Юбилей отмечали в Дубовом зале ЦДЛ, на вечере среди прочих выступал Андрей Белый, которому оставалось жить меньше года, и, по воспоминаниям Реформатской, его речь была «дружественно-восторженной», он рассказывал о волшебнике слова, вышедшем из глуши северных лесов и озер. Сам юбиляр, развивая начатую на пленуме карнавальную традицию, выступил с докладом, который позднее переделал в статью «Мой очерк» — еще одну очень важную «охранную грамоту» тридцатых годов, опубликованную в «Литературной газете».
«Мой очерк» — произведение неожиданное, уникальное по приему. Оно написано Пришвиным о самом себе в третьем лице в весьма комплиментарной и настолько серьезной, назидательной манере, так веско, что даже трудно заподозрить игру, хотя, конечно же, это одно из самых игровых произведений русской литературы 30-х годов — странная пародия на несуществующий жанр апологетической критики малосоветского (как бывают малосольные огурцы) писателя, ответ хулителям и чистильщикам из тридцатого года и — как сверхзадача — увод всего написанного из-под огня недружественной критики путем объявления собственного наследия очерками.
Таким образом, Пришвин был окончательно легализован в советской литературе, пусть как добросовестный творческий очеркист, взят под охрану, как памятник культуры или природы, и с этого момента его творческие дела пошли в гору, а летом победоносного 1933 года, за три недели до знаменитого писательского десанта, Пришвин вместе с сыном Петей отправился на Север, в те самые края, где путешествовал четверть века назад, но где теперь жизнь так переменилась: в краю, по которому проходили его ранние дороги, заканчивали строить «дорогу осудареву» — Беломорско-Балтийский канал имени И. В. Сталина.
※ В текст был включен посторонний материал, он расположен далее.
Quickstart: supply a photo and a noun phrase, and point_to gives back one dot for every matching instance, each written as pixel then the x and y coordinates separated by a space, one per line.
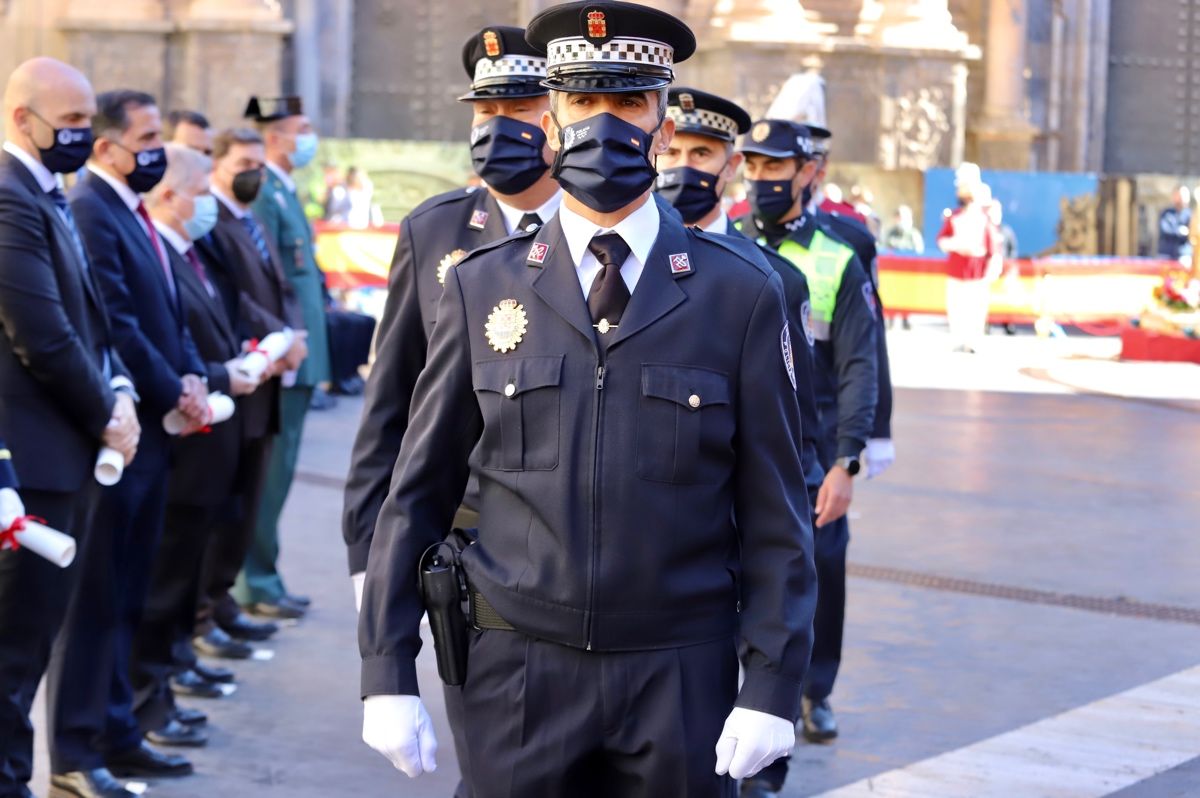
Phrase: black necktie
pixel 60 202
pixel 609 294
pixel 529 221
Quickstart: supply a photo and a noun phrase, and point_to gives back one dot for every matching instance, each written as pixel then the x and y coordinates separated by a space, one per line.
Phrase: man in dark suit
pixel 261 301
pixel 64 390
pixel 203 472
pixel 627 387
pixel 93 700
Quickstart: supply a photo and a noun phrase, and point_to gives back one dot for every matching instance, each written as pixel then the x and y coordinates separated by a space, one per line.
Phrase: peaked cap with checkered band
pixel 502 65
pixel 706 114
pixel 609 47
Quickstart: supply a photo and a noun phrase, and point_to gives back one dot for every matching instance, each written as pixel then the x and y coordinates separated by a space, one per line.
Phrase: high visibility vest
pixel 822 263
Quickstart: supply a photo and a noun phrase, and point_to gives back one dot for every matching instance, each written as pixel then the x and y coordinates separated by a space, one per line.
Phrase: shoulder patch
pixel 785 345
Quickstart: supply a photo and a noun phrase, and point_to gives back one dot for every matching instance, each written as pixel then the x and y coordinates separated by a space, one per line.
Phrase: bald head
pixel 45 94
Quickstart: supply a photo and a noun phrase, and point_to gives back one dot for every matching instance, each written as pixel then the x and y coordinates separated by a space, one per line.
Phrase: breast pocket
pixel 684 425
pixel 520 399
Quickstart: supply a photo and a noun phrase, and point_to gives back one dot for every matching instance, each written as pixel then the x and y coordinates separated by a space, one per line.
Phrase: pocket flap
pixel 691 388
pixel 514 376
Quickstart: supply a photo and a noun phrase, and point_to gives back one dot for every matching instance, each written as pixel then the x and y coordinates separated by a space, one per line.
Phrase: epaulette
pixel 743 247
pixel 438 201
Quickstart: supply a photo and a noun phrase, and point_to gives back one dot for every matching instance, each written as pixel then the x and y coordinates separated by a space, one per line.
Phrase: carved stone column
pixel 221 53
pixel 1005 136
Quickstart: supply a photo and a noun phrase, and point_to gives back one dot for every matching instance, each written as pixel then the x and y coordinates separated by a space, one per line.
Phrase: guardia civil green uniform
pixel 283 220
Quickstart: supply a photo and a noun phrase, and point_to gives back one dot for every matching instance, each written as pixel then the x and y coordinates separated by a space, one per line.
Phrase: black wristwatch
pixel 850 463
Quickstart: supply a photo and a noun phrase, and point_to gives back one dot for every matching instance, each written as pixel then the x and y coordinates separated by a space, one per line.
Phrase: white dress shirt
pixel 640 229
pixel 513 215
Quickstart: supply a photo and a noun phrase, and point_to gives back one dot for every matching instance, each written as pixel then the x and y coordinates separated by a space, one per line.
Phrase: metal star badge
pixel 507 325
pixel 448 262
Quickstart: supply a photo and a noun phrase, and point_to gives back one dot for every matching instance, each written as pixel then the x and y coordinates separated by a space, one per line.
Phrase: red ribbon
pixel 9 537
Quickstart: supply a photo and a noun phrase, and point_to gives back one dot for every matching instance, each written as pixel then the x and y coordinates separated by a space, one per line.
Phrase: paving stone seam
pixel 1111 606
Попасть в эти места теперь по доброй воле было делом практически невозможным, вопрос о поездке могли решить только в ОГПУ, и каким образом Пришвин связался с этой организацией и почему его путешествие происходило по индивидуальному плану, а не вместе со всем писательским коллективом, была ли на то его воля или так сложились обстоятельства, остается только гадать.